Georg Trakl (writer).

Read in 2022.

Read in its original language and in Swedish-language prose translation.

As written, the text is ambiguous, even grammatically elliptic in Trakl’s idiomatic style. Like the rest of the work from his later period, it is also loaded with the dark detritus of the Gothic tradition, extruded through expressionism. The poet’s biography, however, provides an obvious gloss that is, thankfully, not about the poet’s private troubles.

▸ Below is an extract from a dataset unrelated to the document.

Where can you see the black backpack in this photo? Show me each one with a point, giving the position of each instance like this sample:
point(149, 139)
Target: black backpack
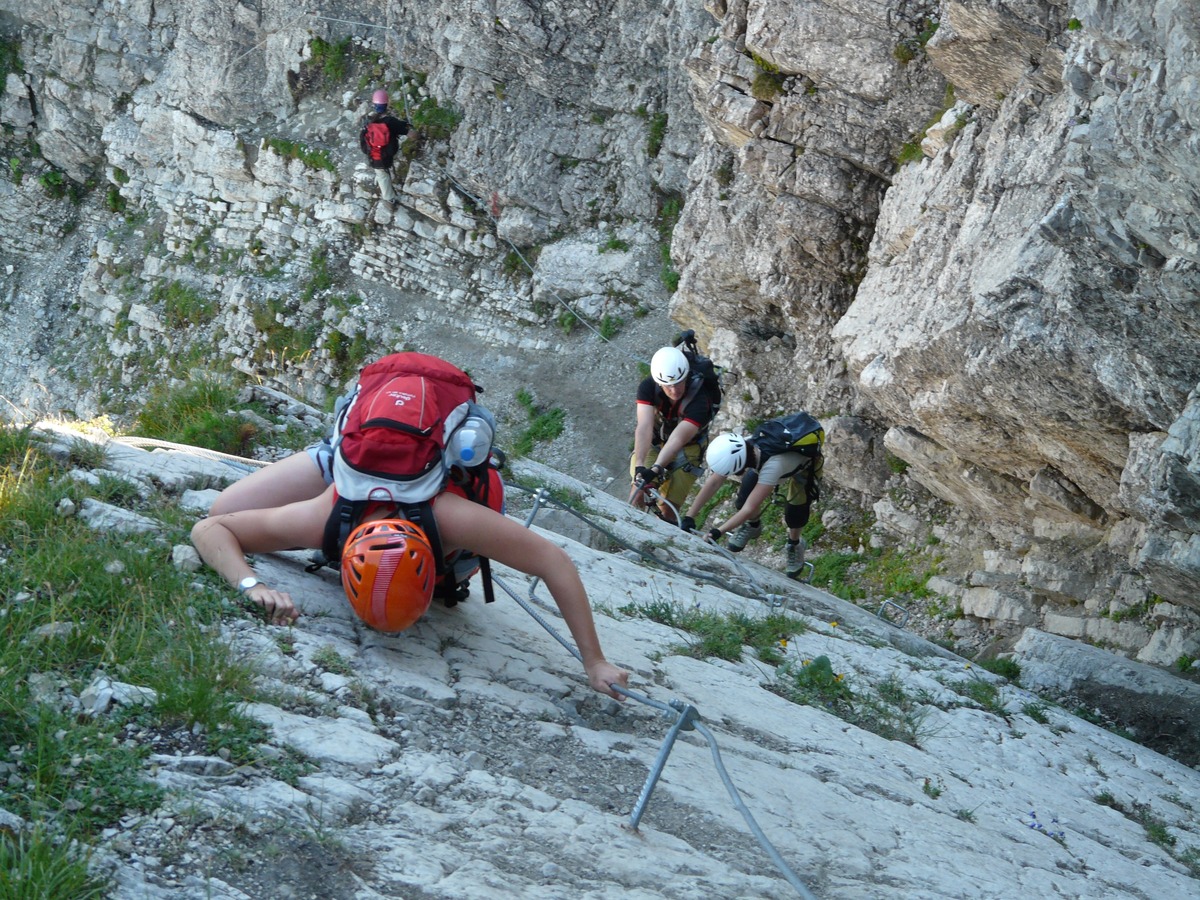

Gródek is the Polish name for what is now Horodok in Ukraine. In 1914, it was the site of a battle between Austrian and Russian armies in the early stages of WW1, being part of the Kingdom of Galicia and Lodomeria, which was itself a part of the Austro-Hungarian Empire. Trakl came there as a sort of medic: a field apothecary or chemist. He’d learned the trade over his father’s objections and had largely failed to establish himself in it over the preceding three years, but the army needed him and wasted whatever talent he had. As the episode is described in Modern utländsk lyrik, Trakl was behind the line, trying to help ninety badly maimed soldiers, in a barn, for two days, without medicine — not even painkillers. This and other horrifying experiences in the war drove the poet to nervous collapse. He dictated his last work to his publisher in the hospital and died of an overdose.

References here: Modern utländsk lyrik (1975/1985).